We woke up just before noon and had a quick breakfast. I chatted with a very interesting character from Seattle who writes for the newspaper there. He reminded me a lot of myself as he crouched over the computer keyboard whilst staring at his little journal. We walked down to the bus station and were happy to see that we would be enjoying another sun filled day. As the bus was stop and go many men jumped onto the bus to sell ice cream and candy to passengers. Vina del Mar is where all of the richest residents of Santiago (and Chile more or less) come to stay for the summer.
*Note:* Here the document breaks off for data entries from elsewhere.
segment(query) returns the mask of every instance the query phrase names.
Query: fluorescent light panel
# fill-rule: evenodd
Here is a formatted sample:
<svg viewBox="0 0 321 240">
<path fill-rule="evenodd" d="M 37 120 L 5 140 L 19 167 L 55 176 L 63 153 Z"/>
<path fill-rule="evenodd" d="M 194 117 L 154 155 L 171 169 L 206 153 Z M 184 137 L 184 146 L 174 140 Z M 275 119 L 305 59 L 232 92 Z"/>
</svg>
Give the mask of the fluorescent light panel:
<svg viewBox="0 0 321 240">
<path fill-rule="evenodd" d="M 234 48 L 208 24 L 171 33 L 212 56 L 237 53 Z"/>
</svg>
It is located right on the water and has a more beautiful aesthetic feel compared to the busy port city of Valpo.

Sarah had the bright idea to run up to the horse drawn carriages to inquire how much a trip would be around the city. He initially told us 15 000 pesos for 30 minutes and I kept widdling it down until he offered 8 000 pesos! Who can refuse a deal like that! We were off on my first official horse drawn carriage tour (of life). We passed by several mansions, churches and trotted along the boardwalk. We enjoyed a picnic lunch in the main city park full of wild dogs, business men taking a mid day break and splashing fountains. We enjoyed little ice cream treats, Orange Fanta, split a whole wheat baguette, salami, turkey and whipped chive cream cheese. We sat on the park benches for a good stint of people watching. Sarah had to use the bathroom badly so she had the bright idea of walking right into the cities most beautiful O’Higgins Hotel. We were greeted by about nine employees and she used her cover “How much are the room rates here?” The “special Canadian room rates for beautiful gringo ladies” was more than we could afford (wink, wink) and Sarah quickly asked with a nice smile where the bathrooms were. We found a bus back to Valpo and found the last two seats before it jerked past the beautiful shimmering waters off del Mar beach front.